Even before the prostaglandins were discovered, aspirin (acetyl salicylic acid) was in use as an anti-platelet drug. Once the prostaglandins were discovered studies done in several laboratories, established the specificity of this drug to COX- 1 enzymes. These studies further demonstrated that Aspirin acetylates hydroxyl groups of serine residue (Ser530) on the enzyme, and irreversibly inhibits the enzyme [7-9]. Since then hundreds of clinical trials have validated the beneficial effect of aspirin. Data for Aspirin as a drug of choice for the primary prevention strategies comes from the Antithrombotic Trialist’s Collaboration (ATT), which evaluated 95,456 patients in six clinical trials . In the 2002 analyses by this group, 200,000 high-risk individuals in 287 studies were compared. Aspirin was the most widely studied anti-platelet drug. Indirect and direct comparisons suggested that doses 75-100mg were at least as effective as higher doses .
Aspirin resistance is a phenomenon that is poorly understood and results of several studies have added more confusion than clarity to explain this observation. Studies from our laboratory over three decades, have failed to show any aspirin resistance in normal healthy subjects. The only subject who failed to aggregate in response to arachidonate stimulation was found to be deficient in platelet COX-1 enzymes. In a classical study, we at the University of Minnesota demonstrated that if we create hindrance to the action of aspirin on the active site of COX-1 enzymes then inhibitory effect of aspirin of this enzyme could be prevented. In this study, we used a short acting drug Ibuprofen first and then followed with an additional dose of aspirin and showed that in the presence of Ibuprofen aspirin failed to irreversibly inhibit COX- 1 enzymes . Because of the differences in the methodologies used to monitor the phenomenon of aspirin resistance and lack of specific assay to determine the true aspirin resistance, there is considerable confusion and the true significance of this remains obscure. Having said that, we want to inform the readers that there are studies, in which in spite of aspirin prophylaxis, increased levels of urinary thromboxane metabolites have been observed. In those cases it has been documented that such patients are at risk for developing acute vascular events.
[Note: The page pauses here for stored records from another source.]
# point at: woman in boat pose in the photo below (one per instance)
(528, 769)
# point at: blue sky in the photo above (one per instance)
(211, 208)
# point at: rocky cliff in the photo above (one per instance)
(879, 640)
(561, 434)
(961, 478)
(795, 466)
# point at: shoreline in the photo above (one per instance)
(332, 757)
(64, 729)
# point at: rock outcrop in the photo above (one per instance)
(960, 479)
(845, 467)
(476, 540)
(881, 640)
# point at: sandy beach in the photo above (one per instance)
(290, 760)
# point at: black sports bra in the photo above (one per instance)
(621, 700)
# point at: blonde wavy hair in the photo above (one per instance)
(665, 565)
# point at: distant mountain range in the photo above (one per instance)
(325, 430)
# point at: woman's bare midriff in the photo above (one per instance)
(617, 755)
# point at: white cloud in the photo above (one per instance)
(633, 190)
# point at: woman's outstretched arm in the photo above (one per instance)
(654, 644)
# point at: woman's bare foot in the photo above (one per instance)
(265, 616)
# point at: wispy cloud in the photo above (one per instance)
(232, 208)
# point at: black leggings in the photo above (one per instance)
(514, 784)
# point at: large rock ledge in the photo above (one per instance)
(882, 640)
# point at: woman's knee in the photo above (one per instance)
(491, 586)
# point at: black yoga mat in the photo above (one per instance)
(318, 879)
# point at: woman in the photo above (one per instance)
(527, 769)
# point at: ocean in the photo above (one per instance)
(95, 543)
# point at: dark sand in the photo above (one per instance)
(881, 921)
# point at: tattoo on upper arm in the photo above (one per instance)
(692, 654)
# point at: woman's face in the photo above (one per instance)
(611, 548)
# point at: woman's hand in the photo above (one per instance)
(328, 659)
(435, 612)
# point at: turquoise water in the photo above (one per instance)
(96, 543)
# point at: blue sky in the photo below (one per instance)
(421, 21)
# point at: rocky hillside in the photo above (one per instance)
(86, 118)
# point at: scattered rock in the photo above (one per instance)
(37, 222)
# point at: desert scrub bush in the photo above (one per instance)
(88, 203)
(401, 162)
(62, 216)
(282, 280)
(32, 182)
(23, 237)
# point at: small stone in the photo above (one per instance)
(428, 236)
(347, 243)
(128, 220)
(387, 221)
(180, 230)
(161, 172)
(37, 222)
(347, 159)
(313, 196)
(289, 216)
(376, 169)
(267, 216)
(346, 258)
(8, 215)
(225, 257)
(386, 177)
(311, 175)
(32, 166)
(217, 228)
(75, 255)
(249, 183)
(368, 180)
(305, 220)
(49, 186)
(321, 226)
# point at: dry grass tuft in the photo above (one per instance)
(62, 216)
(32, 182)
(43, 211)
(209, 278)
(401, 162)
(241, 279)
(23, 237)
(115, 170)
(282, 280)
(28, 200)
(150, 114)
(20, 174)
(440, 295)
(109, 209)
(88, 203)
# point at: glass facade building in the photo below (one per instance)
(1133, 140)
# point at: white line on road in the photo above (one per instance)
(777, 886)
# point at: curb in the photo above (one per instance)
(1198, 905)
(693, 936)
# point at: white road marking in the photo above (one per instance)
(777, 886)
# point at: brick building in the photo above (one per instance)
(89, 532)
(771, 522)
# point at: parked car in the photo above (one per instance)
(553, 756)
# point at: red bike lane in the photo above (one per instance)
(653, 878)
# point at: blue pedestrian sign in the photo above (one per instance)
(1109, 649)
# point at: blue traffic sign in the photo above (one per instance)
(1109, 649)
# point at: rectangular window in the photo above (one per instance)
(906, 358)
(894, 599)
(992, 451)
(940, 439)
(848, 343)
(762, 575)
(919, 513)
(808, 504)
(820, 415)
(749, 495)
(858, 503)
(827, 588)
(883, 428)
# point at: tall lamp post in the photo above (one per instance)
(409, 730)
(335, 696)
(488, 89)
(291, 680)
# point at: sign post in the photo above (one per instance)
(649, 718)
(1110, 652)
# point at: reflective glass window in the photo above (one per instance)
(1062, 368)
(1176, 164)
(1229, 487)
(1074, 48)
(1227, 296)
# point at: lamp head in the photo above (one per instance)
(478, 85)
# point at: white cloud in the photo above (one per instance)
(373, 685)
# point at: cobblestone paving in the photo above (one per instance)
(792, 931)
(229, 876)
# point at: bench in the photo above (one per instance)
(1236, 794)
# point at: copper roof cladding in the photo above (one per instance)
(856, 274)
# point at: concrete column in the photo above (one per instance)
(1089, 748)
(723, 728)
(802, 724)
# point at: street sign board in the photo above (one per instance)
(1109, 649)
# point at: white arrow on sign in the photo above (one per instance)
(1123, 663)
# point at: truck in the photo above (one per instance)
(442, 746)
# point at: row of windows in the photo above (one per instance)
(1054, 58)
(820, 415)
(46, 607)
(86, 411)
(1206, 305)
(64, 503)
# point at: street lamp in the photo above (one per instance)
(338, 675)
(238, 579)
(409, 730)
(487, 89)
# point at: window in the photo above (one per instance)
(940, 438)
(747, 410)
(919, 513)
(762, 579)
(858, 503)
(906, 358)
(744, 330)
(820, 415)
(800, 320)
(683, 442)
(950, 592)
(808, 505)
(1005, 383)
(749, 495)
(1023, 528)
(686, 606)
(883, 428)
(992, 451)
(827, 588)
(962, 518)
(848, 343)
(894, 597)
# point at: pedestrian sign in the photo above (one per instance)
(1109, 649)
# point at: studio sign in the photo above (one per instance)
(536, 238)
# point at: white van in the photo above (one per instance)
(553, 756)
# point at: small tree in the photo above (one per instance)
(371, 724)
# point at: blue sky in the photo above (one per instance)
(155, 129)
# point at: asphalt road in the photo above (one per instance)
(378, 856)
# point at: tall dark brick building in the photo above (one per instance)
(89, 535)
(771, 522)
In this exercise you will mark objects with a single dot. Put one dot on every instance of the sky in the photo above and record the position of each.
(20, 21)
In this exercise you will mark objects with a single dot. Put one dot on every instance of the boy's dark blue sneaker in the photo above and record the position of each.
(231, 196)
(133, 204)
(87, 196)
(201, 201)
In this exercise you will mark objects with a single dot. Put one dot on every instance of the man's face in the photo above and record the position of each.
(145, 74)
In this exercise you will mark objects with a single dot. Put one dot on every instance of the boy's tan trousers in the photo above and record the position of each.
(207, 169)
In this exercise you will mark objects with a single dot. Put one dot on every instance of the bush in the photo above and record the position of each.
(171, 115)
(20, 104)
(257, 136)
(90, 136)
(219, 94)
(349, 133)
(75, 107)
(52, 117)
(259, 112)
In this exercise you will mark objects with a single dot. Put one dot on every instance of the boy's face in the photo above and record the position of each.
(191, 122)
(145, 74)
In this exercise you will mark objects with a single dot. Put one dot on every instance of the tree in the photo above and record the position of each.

Platelets play a very important role in the pathogenesis of atherosclerosis, thrombosis and stroke. Arachidonic acid metabolites, thromboxanes and prostacyclins play an important role in the modulation of platelet activation and inactivation mechanisms. Aspirin, even at a low to medium dose (80-120mg. day) has been shown to offer significant protection to individuals from developing acute vascular events. Aspirin is the most cost-effective drug available for the secondary prophylaxis of cardiovascular diseases. In view of these earlier observations, expectations of clinicians on the beneficial effect of aspirin therapy were very high. However, from the available evidence both experimental and clinical, it is reasonable to conclude, that significant number of patients are not getting full protection from the use of aspirin. Even those who are considered responders to aspirin therapy may need additional protection, if their platelets are hypersensitive or have a hyper-responsive coagulation pathway. Therefore, there are some limitations in the benefit derived from currently available anti-platelet therapy. Since currently available methods to assess aspirin sensitivity are not specific, labor intensive and time consuming; efforts should be made to develop specific rapid detection methods.